Nachdem Bundeskanzlerin Angela Merkel das Internet vor Kurzem noch als "Neuland" bezeichnet hatte, wird zudem über die Ahnungslosigkeit des Kabinetts in technischen Dingen gespottet. "Ist doch klar, dass Dobrindt Internetminister wird", schreibt ein LennardS auf Twitter. "Ist ja schließlich der einzige mit Hornbrille im Kabinett."
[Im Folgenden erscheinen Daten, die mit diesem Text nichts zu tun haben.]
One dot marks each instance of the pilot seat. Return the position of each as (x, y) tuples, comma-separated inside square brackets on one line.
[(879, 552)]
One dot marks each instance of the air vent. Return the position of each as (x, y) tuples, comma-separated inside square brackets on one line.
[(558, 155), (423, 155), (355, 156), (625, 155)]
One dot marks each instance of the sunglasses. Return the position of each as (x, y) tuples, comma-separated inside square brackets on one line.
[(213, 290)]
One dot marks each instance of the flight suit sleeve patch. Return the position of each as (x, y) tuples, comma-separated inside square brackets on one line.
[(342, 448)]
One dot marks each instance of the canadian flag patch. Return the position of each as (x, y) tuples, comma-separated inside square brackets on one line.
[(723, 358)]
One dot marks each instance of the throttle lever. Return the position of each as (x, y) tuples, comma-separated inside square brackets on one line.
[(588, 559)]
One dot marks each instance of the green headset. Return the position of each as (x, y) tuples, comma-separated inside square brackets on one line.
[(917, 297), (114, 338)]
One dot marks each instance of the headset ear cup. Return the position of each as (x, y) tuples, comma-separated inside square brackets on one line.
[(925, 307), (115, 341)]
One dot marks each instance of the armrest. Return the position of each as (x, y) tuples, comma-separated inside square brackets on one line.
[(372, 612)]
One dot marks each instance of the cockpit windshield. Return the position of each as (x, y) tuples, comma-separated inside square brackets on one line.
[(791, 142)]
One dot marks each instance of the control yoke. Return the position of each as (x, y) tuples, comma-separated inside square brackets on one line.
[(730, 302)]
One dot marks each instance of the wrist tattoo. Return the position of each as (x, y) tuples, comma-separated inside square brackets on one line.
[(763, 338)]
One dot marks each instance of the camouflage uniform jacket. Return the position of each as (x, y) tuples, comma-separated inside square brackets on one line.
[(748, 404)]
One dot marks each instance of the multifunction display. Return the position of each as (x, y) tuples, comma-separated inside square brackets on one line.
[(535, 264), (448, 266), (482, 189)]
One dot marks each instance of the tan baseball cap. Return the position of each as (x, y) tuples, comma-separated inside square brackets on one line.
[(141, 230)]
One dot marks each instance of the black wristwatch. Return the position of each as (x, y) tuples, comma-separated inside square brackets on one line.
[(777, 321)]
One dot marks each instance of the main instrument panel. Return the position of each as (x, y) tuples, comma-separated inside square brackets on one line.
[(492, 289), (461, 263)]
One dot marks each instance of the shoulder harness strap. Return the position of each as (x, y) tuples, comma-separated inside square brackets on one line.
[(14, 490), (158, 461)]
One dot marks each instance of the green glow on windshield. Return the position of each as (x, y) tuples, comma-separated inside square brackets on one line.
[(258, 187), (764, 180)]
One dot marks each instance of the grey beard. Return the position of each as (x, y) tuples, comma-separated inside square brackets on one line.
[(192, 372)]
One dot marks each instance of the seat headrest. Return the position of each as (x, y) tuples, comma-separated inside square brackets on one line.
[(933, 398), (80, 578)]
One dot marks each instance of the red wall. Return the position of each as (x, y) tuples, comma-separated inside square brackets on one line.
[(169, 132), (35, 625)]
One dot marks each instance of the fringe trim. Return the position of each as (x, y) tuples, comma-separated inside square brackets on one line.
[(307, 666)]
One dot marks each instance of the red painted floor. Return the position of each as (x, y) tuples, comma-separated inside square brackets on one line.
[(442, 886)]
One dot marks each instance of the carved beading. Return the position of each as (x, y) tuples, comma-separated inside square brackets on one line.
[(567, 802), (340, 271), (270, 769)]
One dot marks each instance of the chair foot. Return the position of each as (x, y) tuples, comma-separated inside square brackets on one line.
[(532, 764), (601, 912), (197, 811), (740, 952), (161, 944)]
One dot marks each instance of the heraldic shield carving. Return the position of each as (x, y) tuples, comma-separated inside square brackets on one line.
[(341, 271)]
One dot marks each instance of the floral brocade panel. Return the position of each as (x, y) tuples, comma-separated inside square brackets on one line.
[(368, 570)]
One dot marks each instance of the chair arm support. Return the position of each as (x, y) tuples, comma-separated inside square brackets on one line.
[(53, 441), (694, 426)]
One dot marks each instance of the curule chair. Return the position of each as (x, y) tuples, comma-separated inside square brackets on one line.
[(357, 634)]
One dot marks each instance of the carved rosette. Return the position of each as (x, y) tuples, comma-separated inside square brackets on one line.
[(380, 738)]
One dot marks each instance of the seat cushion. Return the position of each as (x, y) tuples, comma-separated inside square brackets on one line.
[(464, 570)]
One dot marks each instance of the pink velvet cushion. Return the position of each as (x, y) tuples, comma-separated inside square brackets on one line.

Warum Dobrindt, der bisher keinen Twitter-Account hatte, bereits als "Internetminister" bezeichnet wird, ist dagegen unklar, schließlich ist er nur für die "digitale Infrastruktur" zuständig. Ob er sich in Zukunft auch mit Fragen der Datensicherheit im Netz befasst, wird sich zeigen. Für die Internetwirtschaft ist das seit Beginn der NSA-Affäre jedenfalls ein wichtiges Thema. "Die Bundesregierung sollte dazu beitragen, das durch die Ausspähaffäre geschwächte Vertrauen in das Internet bei Wirtschaft und Verbrauchern wiederherzustellen", so ECO-Vorstand Oliver Süme. "International würden wir die Erhaltung eines offenen und freien Internets sowie die zukunftsfähige Gestaltung des europäischen Datenschutzes ganz oben auf die politische Agenda setzen."

Verbraucherschutz beim Justizminister

Die dritte Ressortveränderung betrifft den Verbraucherschutz, der künftig nicht mehr im Ministerium für Landwirtschaft angesiedelt ist, sondern beim Justizministerium. "Der neue Ressortzuschnitt ist ein Gewinn für den deutschen Verbraucherschutz", sagt Lukas Siebenkotten vom Verbraucherzentrale Bundesverband (vzbv). "Viele Verbraucherfragen sind Rechtsfragen, die jetzt in einem Ministerium gebündelt werden." Als wichtige Themen nennt der Verband Verbraucherrechte im Internet und die Kosten der Energiewende. Ein weiterer Vorteil sei, dass das Justizministerium unabhängig von den Interessen der Landwirtschaft auftrete und bei Lebensmittelfragen deshalb neutraler sei.

Die enge Verbindung zwischen Landwirtschaft und Verbraucherschutz war eine Reaktion auf zahlreiche Skandale mit verseuchten Lebensmitteln. In Fischen fanden sich Würmer, in Hühnereiern Dioxin, Rinder erkrankten an BSE. Seit 2001 war daher das Ministerium für Ernährung und Landwirtschaft für den Verbraucherschutz zuständig.